You are not answering my question. You are giving me critical running counts for KO. I am asking about balanced KO not KO. The tag values for KO and balanced KO is different because the KO count is being converted to equivalent balanced count. It is counting the 8s and 9s as -1/3 to make it balanced. You can't just true count KO without getting the running count tag values from balanced KO. You must count the tags in fractions for power.

The 8's and 9's are -(1/13) not -(1/3) in the balanced KO count. But the balanced KO count is equivalaent to the unblanaced KO count where the balanced KO count has integer tag values which humans can use. That the two counts are equivalent can be seen by CC(KO, KO.bal) = 100%.

No human would use the balanced KO count because you cannot count in fractional (1/13)th values. Also the balanced KO has a pivot of a true count of zero because it is balanced and so the advantages of true count accuracy at true counts around the KO pivot of a true count of 4 are lost with KO.bal. So when KO.bal > 0 or equivlaently when KO > 4*dp then there is a very slight excess of 8's and 9's left in the shoe because of the negative tag value of -(1/13)th for the 8's and 9's in the KO.bal count.
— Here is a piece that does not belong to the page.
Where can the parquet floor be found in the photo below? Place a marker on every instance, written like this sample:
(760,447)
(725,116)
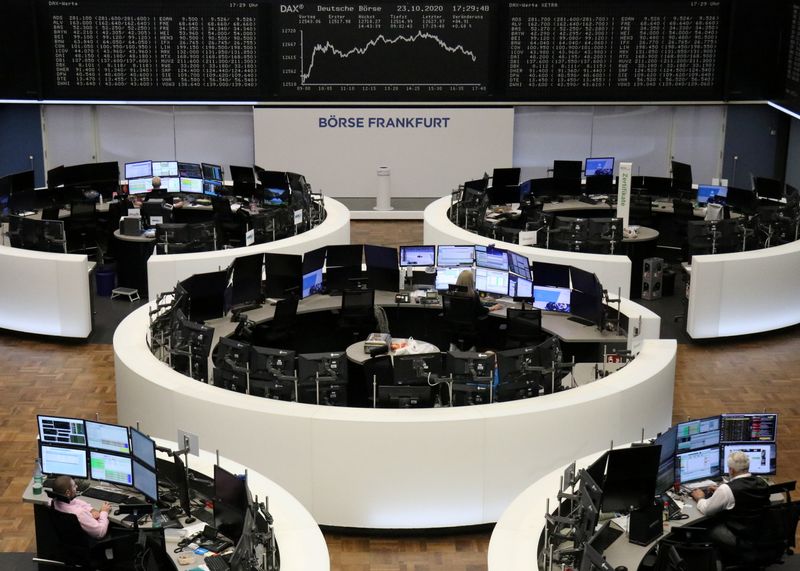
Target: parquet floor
(73,379)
You had a question about calculation of the true count for the KO unbalanced count. If you look at the previous exhibits that I gave to you, you will that tc(KO.bal) = KO.bal / dr which you should have no problem with since KO.bal is a balanced count. Also KO.bal = KO - 4*dp also shown in a pervious exhibit. So tc(KO) = KO.bal / dr = (KO - 4*dp) / dr = (KO - 4*(n - dr) / dr = (KO + 4*dr - 4*n) / dr = 4 + (KO - 4*n) / dr where n = number of decks, dp = decks played and dr = decks remaining. That is how the unbalanced counts work.

[seriousplayer]

The 8's and 9's are -(1/13) not -(1/3) in the balanced KO count. But the balanced count is equivalaent to the unblanaced count with integer tag values as can be seen by CC(KO, KO.bal) = 100%. No human would use the balanced KO count because you cannot count in fractional (1/13)th values. Also the balaanced KO with have a pivot of a true count of zero and so the advantages of true count accuracy at true counts around the KO pivot of a true count of 4 are lost with KO.bal. So when KO.bal > 0 or equivlaently when KO > 4*dp then there is a very slight excess of 8's and 9's left in the shoe because of teh negative tag value of -(1/13)th for the 8's and 9's in the KO.bal count.

Than there is a flaw to your "Table of Critical Running Count". You can't figure out the values for KO.bal since no human would use the balanced KO count. This make your work junk. Do you have brain before posting such exhibit? There is a difference to balanced and unbalanced KO.

[bjanalyst]

You will need the running count from the count tag values for KO.bal. Otherwise, you can't apply the formula:

KO.bal + k1*(5m7c) +k2*(AA89mTc) ? (Idr) * dr

Without counting the KO.bal in fractions how do you figure out KO.bal? No, you can't just use the unbalanced KO tag values to plug in for KO.bal because KO and KO.bal count the 8s and 9s with different tag values.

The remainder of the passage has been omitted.